El combate a la corrupción y a la
delincuencia no requieren de “cambiar la cultura”, sino de voluntad política
En el Encuentro Nacional de Empresarios –ENADE- de la
semana anterior, el conferencista central del evento, Rudolf Giuliani –ex
fiscal contra la corrupción y ex alcalde de Nueva York- , enfatizó en varias de
sus intervenciones la íntima y perversa relación que existe entre la
inseguridad pública y la corrupción en las estructuras gubernamentales. La
corrupción no solamente abona un terreno propicio para la inseguridad ciudadana
sino que es, per se, un fenómeno delincuencial que violenta los derechos esenciales
de la ciudadanía. De allí que Giuliani
haya enfatizado que no puede haber una política de seguridad exitosa que
no incorpore medidas efectivas para combatir la corrupción en todos los niveles
de gobierno.
Otro de los conferencistas del evento, Mauricio López
Bonilla –Ministro de Gobernación-, presentó los avances que han tenido las
políticas de seguridad gubernamentales e hizo especial hincapié en los costos
financieros que dichos esfuerzos conllevan de cara al futuro. Fue llamativo
que, en un momento de su alocución, el Ministro hiciera referencia a que en
Guatemala se vive una “cultura de violencia”. Las numerosas, pequeñas y grandes
tragedias que la corrupción y la inseguridad hacen sufrir diariamente a los
guatemaltecos, así como la actitud aparentemente resignada y acomodaticia de la
ciudadanía ante las mismas, podrían hacer pensar que, en efecto, se trata en
ambos casos de fenómenos culturales.
Sin embargo, es muy delicado catalogar la corrupción o
a la violencia como fenómenos culturales, pues ello conlleva el mensaje
implícito de que poco puede hacerse para combatirlas frontalmente. Puede que
esa actitud derrotista explique el sorprendente hecho (que comentamos la semana
pasada) de que la agenda de prioridades que las autoridades del Ejecutivo, Judicial
y Ministerio Público asumieron hace apenas unas semanas no haya incluido el
combate a la corrupción.
Si la violencia y la corrupción fuesen parte de la
cultura nacional, los miles de migrantes guatemaltecos que radican en el Norte
estarían poblando las cárceles estadounidenses. La realidad es que su
comportamiento allá es tan bueno –o mejor- que el de los propios ciudadanos de
aquél país y, en muchos casos, mejor que el que mostraban cuando vivían en
Guatemala. Ello se debe a que en el entorno estadounidense los migrantes
guatemaltecos perciben incentivos totalmente distintos a los de casa: saben que
allá la aplicación de la ley es mucho más estricta y certera.

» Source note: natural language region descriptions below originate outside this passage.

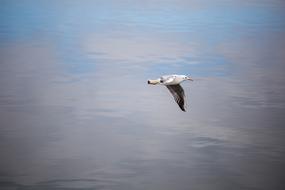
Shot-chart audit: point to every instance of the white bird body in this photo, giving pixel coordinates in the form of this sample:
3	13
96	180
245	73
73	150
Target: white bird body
172	82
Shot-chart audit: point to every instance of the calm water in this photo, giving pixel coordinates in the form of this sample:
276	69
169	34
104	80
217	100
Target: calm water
76	112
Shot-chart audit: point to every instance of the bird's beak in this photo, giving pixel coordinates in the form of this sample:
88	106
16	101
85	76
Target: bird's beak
153	82
189	78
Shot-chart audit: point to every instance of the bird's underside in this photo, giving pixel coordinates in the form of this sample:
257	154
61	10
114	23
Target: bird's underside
178	94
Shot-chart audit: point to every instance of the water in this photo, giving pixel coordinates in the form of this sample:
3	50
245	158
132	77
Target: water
76	112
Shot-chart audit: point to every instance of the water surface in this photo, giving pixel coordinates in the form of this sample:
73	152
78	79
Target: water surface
76	112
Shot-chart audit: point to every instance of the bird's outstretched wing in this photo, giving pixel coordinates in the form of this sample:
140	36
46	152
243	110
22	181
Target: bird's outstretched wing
178	94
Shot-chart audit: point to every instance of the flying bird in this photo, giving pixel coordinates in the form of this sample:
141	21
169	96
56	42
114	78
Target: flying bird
172	82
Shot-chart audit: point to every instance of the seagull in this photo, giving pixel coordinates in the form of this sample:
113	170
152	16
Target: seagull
172	82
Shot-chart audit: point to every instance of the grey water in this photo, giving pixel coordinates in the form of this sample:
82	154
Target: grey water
76	111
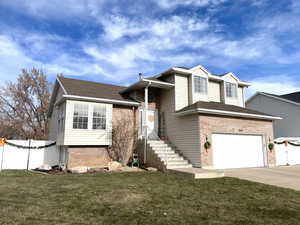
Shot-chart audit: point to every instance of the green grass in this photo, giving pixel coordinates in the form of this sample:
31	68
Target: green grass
141	198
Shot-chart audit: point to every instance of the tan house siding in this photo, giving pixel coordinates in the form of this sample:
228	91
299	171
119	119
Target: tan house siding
87	136
93	157
182	132
214	91
217	124
181	92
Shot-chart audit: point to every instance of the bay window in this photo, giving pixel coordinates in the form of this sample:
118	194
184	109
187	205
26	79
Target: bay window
99	117
80	116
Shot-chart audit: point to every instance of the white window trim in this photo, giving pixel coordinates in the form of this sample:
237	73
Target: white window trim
236	90
90	117
193	85
88	113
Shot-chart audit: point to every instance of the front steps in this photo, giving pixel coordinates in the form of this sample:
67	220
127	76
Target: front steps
167	155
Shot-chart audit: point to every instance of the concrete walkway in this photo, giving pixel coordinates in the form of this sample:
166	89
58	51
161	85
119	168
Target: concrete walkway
283	176
198	173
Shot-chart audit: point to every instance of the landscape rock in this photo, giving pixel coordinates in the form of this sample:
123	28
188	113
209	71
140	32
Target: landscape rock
114	165
79	169
152	169
45	167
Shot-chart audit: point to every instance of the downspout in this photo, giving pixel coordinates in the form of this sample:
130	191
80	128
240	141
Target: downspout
146	120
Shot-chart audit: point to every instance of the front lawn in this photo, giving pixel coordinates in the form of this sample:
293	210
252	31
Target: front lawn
141	198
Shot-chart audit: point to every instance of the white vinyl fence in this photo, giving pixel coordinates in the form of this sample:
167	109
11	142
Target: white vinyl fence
287	154
12	157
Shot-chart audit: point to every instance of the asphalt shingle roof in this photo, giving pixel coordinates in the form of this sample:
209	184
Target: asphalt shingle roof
93	89
222	107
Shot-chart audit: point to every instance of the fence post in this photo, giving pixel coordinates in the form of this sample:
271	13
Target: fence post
28	156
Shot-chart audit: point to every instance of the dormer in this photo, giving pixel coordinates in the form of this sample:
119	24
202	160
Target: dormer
232	91
198	84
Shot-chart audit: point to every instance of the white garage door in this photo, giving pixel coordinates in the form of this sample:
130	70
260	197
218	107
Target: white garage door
287	155
237	151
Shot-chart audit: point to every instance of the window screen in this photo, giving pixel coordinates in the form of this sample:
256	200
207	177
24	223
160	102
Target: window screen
80	116
99	117
231	90
200	84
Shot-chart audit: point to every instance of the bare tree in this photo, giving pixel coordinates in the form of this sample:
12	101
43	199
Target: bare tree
124	139
24	106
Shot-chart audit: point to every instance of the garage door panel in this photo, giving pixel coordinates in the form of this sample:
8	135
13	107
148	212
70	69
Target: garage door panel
237	151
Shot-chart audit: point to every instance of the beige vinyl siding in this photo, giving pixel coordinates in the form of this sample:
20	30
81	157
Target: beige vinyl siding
182	132
214	91
181	92
87	136
56	134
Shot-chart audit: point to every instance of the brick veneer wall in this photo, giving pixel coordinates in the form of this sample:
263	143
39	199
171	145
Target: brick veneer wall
216	124
94	157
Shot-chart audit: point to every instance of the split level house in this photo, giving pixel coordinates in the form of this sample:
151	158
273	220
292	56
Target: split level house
177	113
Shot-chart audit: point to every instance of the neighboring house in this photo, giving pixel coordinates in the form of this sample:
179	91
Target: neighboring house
184	109
286	106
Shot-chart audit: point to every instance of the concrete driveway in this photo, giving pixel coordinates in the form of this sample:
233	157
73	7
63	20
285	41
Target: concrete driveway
283	176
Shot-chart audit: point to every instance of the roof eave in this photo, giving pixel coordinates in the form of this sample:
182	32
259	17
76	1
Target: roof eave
271	96
139	84
103	100
57	84
226	113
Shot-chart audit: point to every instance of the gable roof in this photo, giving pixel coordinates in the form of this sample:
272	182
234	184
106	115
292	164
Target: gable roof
188	71
91	89
293	98
218	108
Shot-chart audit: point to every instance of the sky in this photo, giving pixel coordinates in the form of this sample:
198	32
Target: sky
112	41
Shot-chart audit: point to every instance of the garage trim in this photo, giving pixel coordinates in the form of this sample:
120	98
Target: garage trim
264	149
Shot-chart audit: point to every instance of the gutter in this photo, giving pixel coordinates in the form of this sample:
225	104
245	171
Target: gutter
227	113
106	100
271	96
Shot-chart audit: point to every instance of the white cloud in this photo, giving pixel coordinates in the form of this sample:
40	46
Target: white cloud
198	3
280	84
56	9
13	59
116	27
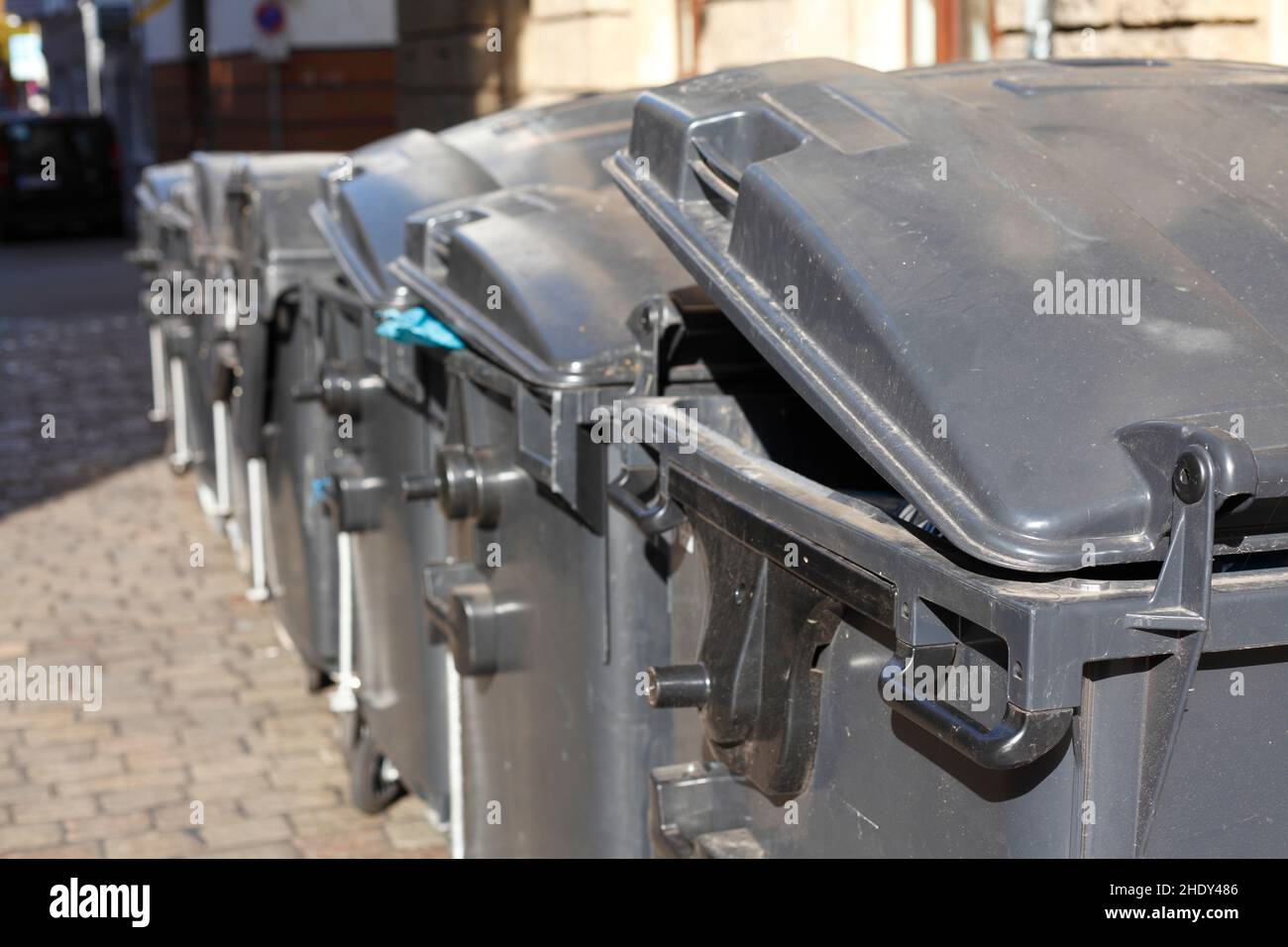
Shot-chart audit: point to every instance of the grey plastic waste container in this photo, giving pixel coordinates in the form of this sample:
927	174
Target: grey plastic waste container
277	248
406	697
206	341
1087	654
390	682
160	253
553	592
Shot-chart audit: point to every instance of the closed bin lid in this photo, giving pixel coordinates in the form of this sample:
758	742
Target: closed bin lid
562	144
910	252
541	278
210	183
268	205
366	200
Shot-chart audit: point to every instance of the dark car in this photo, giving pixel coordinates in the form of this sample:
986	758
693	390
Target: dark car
58	171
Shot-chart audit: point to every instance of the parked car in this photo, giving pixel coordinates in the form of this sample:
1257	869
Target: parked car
58	171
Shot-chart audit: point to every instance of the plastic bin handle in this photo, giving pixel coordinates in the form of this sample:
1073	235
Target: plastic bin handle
1019	738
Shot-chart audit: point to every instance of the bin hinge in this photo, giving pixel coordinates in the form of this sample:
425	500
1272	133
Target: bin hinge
1184	589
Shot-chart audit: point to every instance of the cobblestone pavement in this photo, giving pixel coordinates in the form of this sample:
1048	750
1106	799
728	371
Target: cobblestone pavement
201	702
72	350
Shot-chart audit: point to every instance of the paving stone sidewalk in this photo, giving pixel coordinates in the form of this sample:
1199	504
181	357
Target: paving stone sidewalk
201	702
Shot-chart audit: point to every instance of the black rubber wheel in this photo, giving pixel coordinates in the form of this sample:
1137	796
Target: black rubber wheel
372	792
316	680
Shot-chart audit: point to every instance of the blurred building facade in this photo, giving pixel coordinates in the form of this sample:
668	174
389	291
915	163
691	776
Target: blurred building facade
176	75
219	81
459	58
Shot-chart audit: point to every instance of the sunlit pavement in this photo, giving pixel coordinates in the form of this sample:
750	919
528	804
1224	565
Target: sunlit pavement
206	742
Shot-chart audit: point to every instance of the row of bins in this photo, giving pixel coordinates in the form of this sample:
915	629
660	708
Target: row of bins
604	548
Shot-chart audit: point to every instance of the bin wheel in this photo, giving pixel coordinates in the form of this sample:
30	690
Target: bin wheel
316	680
370	789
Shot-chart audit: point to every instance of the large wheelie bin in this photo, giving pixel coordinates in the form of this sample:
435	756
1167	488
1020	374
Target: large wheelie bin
1029	599
161	252
275	248
390	684
209	313
404	705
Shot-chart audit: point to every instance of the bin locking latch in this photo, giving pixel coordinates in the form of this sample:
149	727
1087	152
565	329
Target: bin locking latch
463	613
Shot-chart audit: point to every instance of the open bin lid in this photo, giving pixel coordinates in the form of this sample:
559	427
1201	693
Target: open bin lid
369	193
541	278
884	241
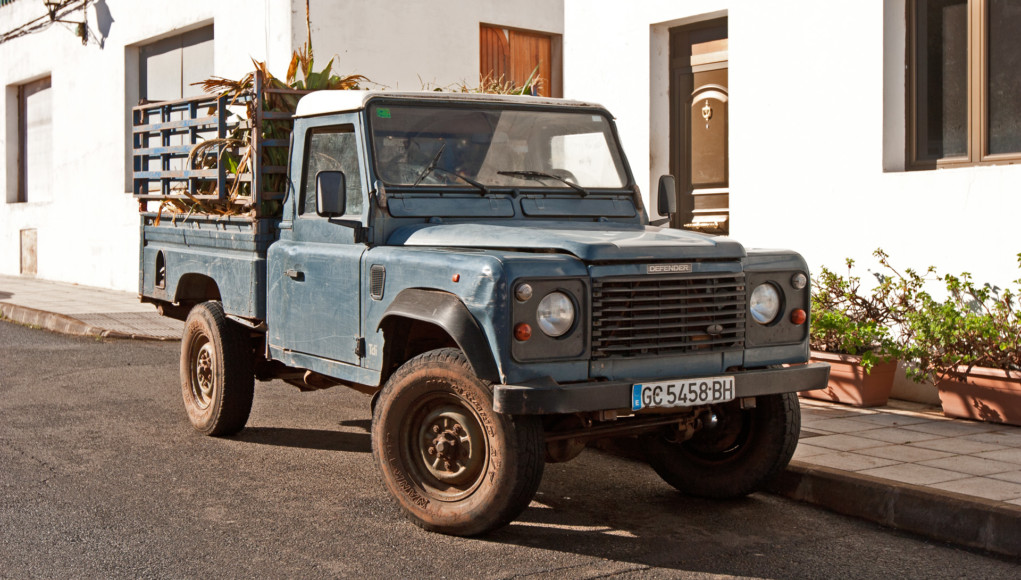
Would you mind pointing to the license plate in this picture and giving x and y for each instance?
(683, 392)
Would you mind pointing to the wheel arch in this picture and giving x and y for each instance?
(423, 308)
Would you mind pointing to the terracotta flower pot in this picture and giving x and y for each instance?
(849, 385)
(985, 394)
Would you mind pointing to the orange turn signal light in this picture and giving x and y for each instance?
(798, 317)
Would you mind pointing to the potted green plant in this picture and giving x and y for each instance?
(969, 345)
(852, 330)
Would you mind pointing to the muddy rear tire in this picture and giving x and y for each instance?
(451, 464)
(738, 455)
(217, 380)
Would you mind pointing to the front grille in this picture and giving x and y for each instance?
(652, 316)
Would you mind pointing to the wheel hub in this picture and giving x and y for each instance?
(203, 376)
(451, 446)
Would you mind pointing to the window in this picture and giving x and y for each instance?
(35, 143)
(333, 149)
(965, 78)
(513, 55)
(169, 67)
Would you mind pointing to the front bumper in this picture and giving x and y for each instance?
(548, 397)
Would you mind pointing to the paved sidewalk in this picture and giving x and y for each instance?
(905, 465)
(83, 310)
(908, 467)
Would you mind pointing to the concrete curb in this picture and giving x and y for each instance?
(62, 323)
(942, 516)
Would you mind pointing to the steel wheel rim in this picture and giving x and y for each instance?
(446, 447)
(202, 383)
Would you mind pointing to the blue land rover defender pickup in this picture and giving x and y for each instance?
(482, 267)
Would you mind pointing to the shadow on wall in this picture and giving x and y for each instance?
(104, 19)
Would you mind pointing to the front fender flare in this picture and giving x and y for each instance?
(447, 311)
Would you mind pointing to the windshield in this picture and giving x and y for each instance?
(423, 145)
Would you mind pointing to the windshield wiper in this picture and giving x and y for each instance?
(469, 181)
(543, 176)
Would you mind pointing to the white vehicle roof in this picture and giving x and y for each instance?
(325, 102)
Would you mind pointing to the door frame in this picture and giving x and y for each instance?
(681, 88)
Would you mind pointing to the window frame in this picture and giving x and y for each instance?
(21, 113)
(301, 211)
(977, 111)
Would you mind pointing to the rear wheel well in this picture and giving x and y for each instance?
(195, 288)
(406, 338)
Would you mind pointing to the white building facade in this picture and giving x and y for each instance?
(830, 129)
(64, 121)
(822, 101)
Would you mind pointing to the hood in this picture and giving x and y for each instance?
(588, 241)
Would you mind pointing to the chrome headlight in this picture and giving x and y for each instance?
(765, 303)
(555, 313)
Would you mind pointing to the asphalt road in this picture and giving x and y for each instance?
(102, 476)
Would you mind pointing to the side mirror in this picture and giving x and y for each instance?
(331, 194)
(668, 195)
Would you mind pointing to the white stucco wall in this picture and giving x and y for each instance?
(88, 233)
(817, 131)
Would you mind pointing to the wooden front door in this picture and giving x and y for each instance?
(698, 121)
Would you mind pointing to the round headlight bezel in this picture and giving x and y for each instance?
(766, 303)
(556, 313)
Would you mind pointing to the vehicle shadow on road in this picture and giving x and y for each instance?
(307, 439)
(617, 511)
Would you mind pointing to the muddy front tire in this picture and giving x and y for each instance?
(451, 464)
(217, 380)
(736, 456)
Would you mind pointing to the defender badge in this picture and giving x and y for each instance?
(669, 269)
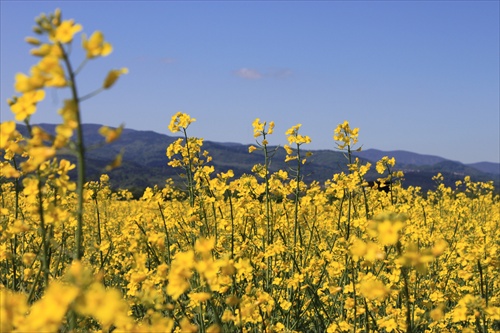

Tanto en Estados Unidos como en Guatemala hay
corrupción. La diferencia es que aquí
muy pocas veces se persigue a los funcionarios corruptos y las
excepcionales veces en que se les lleva a juicio terminan en oscuros sobreseimientos. En
Estados Unidos, en cambio, suelen haber persecuciones y condenas exitosas en
casos de corrupción.
Para muestra un reciente botón. El mes pasado el ex
gobernador del estado de Virginia, Robert McDonnel, lloró en la corte cuando
fue hallado culpable de 11 cargos de corrupción. Su esposa, Maureen, también
fue condenada en el mismo juicio por otros 7 cargos asociados. McDonnell se
creyó tan listo que intentó explotar algunas lagunas legales para embolsarse
177 mil dólares en regalos de lujo y préstamos preferenciales. Pero fue
descubierto, perseguido, condenado y podría ser encarcelado hasta por 30 años. No
por desfalco o apropiación indebida (como suele ser el caso en nuestros
países), sino por soborno y tráfico de influencias.
Por ende, la delincuencia –y, por extensión, la
corrupción- no es un fenómeno cultural. Ya en 1968 el economista Gary Becker
(premio Nobel de Economía) estableció que los delincuentes y los corruptos
sopesan los costos y beneficios de infringir la ley. El costo previsto de la
conducta criminal depende de dos factores fundamentales: uno es la probabilidad
de ser atrapado; y el otro es la severidad del castigo que recibirán en caso de
ser atrapados.
De manera que el combate efectivo de la corrupción y de la delincuencia
que afligen cotidianamente a los guatemaltecos no pasa por “cambiar la
cultura”, sino por la voluntad política y social de no tolerar esos actos y,
principalmente, de aplicar las leyes de manera pronta y cumplida. Según dijo
Giuliani, esa sería una manera ideal de atraer inversión, generar empleo y
lograr prosperidad para nuestro país.